The next written account came in John Steinbeck’s story “Flight,” which appeared in a story collection called The Long Valley, published in 1938. This account is not nearly as detailed or extensive as the Jeffers poem, but it does casually mention “the dark watchers,” which insinuates (to me, at least) that knowledge of the entities was widespread enough to mention them by name with no further mention.
John Steinbeck’s own son Thomas allegedly saw the entities more than once during his childhood. Thomas, in an effort to understand the phenomena and its roots, collaborated with Benjamin Brode on a book exploring the subject – In Search of the Dark Watchers. You can visit the website for the book here, and visit the shop to purchase your own copy.

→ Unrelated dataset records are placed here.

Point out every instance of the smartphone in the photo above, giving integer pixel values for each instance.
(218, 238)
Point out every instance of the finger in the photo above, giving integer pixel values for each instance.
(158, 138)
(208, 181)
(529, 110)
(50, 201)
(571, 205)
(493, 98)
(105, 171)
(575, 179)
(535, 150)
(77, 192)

And there are dozens of lesser-known encounters with the Dark Watchers, which I won’t get into here. Mysterious Universe author Brent Swancer compiled a handful of more recent encounters and after reading through all of these accounts, the encounters seem to have a few things in common. First, the person is usually walking alone or with another person. Second, they feel drawn to look at an area just off the trail, where the entity is standing. Third, the entities are in shadow, which obscures their distinguishing factors (or they just don’t have faces). Physically, the watchers seem to always appear similar between encounters – which begs the question, is there a group of them, or just a few?
Let’s move onto theories.
There are a wide array of explanations for the Dark Watchers that range from scientific to fantastical. The first theory we will discuss is that the Watchers are simply Hallucinations due to exhaustion and isolation. On one hand, this absolutely makes sense – mountain hiking is a taxing task, and many people set out for their hikes unprepared and end up exhausted, dehydrated, and delirious. It is not unusual to have auditory and visual hallucinations while in such a vulnerable and compromised state.
The second theory we will discuss centers around infrasound. Infrasound is low-frequency sound that is below what humans can register as audible. However, the body still physically registers infrasound physically – the organs of the inner ear still register the sensation of sound. People who experience infrasound often report feeling dread, vertigo, dizziness, or the feeling of being watched. This explains some of the encounters, but not the direct sightings of the Dark Watchers.
The third theory we have to discuss is the Brocken Spectre. A Brocken Specter is a phenomenon that occurs when the sun is behind a person and their shadow is projected onto fog or clouds in front of them. The effect is an enormous shadowy figure “standing” before the person. This, to me, is a far more likely explanation – though it is possible that people are seeing Brocken Specters while experiencing infrasound.
The last theory we will explore today is the only supernatural one – is it so far-fetched that these beings are actually spirits? The United States of America is a country founded on bloodshed and stands on land taken by force. Is it so outlandish to consider that perhaps some of the spirits of those who were wronged during that process stuck around and are carefully watching the trespassers and colonizers to this day? I certainly think it’s possible. Or maybe it’s a combination of all of these factors, coming together to conjure those eerie sights.